С папой они говорили долго, и я посчитала это плохим знаком. Мужчины из семьи Кай не слишком часто ходили к кому-то в гости. Всех вместе их можно было видеть только тогда, когда кто-нибудь умирал. В таких случаях они приходили выразить свое почтение к умершему.
Или когда грозила какая-нибудь опасность. Сейчас было именно так. Я поняла это по виду папы. Как только гости ушли, папа сразу же вошел в дом. — Кади, в нашем селении чужак.

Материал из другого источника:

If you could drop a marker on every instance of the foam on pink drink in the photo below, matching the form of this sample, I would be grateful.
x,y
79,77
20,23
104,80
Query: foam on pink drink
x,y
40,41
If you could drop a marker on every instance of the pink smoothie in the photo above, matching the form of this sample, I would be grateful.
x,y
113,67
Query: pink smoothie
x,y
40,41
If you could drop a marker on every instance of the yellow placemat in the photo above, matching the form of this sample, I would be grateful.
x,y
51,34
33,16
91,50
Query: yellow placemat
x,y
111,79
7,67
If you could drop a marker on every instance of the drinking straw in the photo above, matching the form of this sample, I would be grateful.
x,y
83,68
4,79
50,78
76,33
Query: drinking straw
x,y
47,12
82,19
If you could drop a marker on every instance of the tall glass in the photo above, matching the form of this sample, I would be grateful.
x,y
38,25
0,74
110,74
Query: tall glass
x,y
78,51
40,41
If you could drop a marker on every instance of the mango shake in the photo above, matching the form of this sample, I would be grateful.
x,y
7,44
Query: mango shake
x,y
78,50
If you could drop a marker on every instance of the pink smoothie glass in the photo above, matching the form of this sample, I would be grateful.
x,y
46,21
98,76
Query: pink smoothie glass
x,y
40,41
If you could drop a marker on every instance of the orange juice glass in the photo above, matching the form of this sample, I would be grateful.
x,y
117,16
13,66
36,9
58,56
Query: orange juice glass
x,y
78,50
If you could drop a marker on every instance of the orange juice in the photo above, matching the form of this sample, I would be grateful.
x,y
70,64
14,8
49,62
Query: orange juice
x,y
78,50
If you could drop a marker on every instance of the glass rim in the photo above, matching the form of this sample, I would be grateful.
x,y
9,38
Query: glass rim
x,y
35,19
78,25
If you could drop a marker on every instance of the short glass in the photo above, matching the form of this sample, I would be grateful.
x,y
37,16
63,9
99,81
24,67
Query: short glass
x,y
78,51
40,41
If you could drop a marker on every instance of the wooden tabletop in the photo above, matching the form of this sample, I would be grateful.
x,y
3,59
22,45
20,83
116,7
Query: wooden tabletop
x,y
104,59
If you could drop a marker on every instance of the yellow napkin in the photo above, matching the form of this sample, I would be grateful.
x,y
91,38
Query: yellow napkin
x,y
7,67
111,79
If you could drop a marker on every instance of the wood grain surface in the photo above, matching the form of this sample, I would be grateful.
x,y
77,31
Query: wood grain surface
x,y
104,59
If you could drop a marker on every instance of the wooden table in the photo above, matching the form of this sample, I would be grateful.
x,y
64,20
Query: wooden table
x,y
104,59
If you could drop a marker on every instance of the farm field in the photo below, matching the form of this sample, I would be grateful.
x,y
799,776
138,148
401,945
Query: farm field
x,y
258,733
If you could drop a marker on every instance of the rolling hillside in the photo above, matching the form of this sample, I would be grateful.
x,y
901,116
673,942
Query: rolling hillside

Ежели его увидишь, уходи быстро, поняла?
— Да, папа, но почему? — Я надеялась, что он мне объяснит, почему мне надо бояться этого незнакомца, но вместо этого он сурово посмотрел на меня:
— Незачем тебе знать, почему! Делай, что тебе говорят! Ты уж достаточно кукурузы выбила, иди, погуляй теперь. Но далеко не отходи, поняла? Мама тебя скоро назад позовет.
Он мог бы прямо сказать, что хочет поговорить с мамой наедине, чтобы я не подслушивала. Я отставила в сторону миску, спустилась по ступенькам, делая вид, что ухожу. Но как только папа зашел в дом, я мгновенно развернулась, пробежала позади дома и тихонько присела под открытым окном (мама всегда открывала окно, когда пряла). Мне необходимо было знать, что мужчины из семьи Кай говорили о человеке Божьем. Ради этого я была готова на все — даже на порку и сидение одной в темном сарае — если понадобится. Я услышала, как папа сказал:
— Чужак пришел сюда. Броган сказал, что он прямо посреди долины у реки расположился и говорит, будто пришел во имя Господа.
Мама не переставала прясть, по-прежнему стучало колесо станка.
— И что же Бог хочет от нас? — Я ясно расслышала горечь в ее голосе — так же ясно, как когда-то я слышала в нем смех.
Папа с минуту помолчал, потом продолжил:
— Они говорят, что ненормальный он. Говорит, что все мы грешники и что нам искупление нужно. Кай сказал, чтоб мы подальше от него держались.
Для мамы это предупреждение было напрасным, потому что она уже давно не спускалась к реке. Для нее это было тяжелым напоминанием — она не только не могла ходить к реке, но даже смотреть на нее не могла. Она-то уж точно не станет перебираться на другой берег, чтобы послушать какого-то странника не от мира сего.
— Ежели он опасный такой, почему они его не выгонят?
— Броган время ему дал, чтоб подумать. Они говорят, он, может, и сам уйдет, если никто его слушать не станет.
— А ежели не уйдет?
— Ну, тогда мужчины семейства Кай с ним разберутся. Чужаки ведь уже приходили. Да только надолго не оставались.
Я не помнила, чтобы кто-то чужой приходил в нашу долину, и подумала, что папа, наверное, говорил о тех временах, когда меня еще на свете не было. Интересно, а Ивон кого-нибудь чужого видел?
— Ежели он не опасный, то почему ему побыть здесь не дают? — спросила мама.
— Да тут же вся земля поделена. Больше никому места нет.
— Причина не в этом, и ты знаешь про то.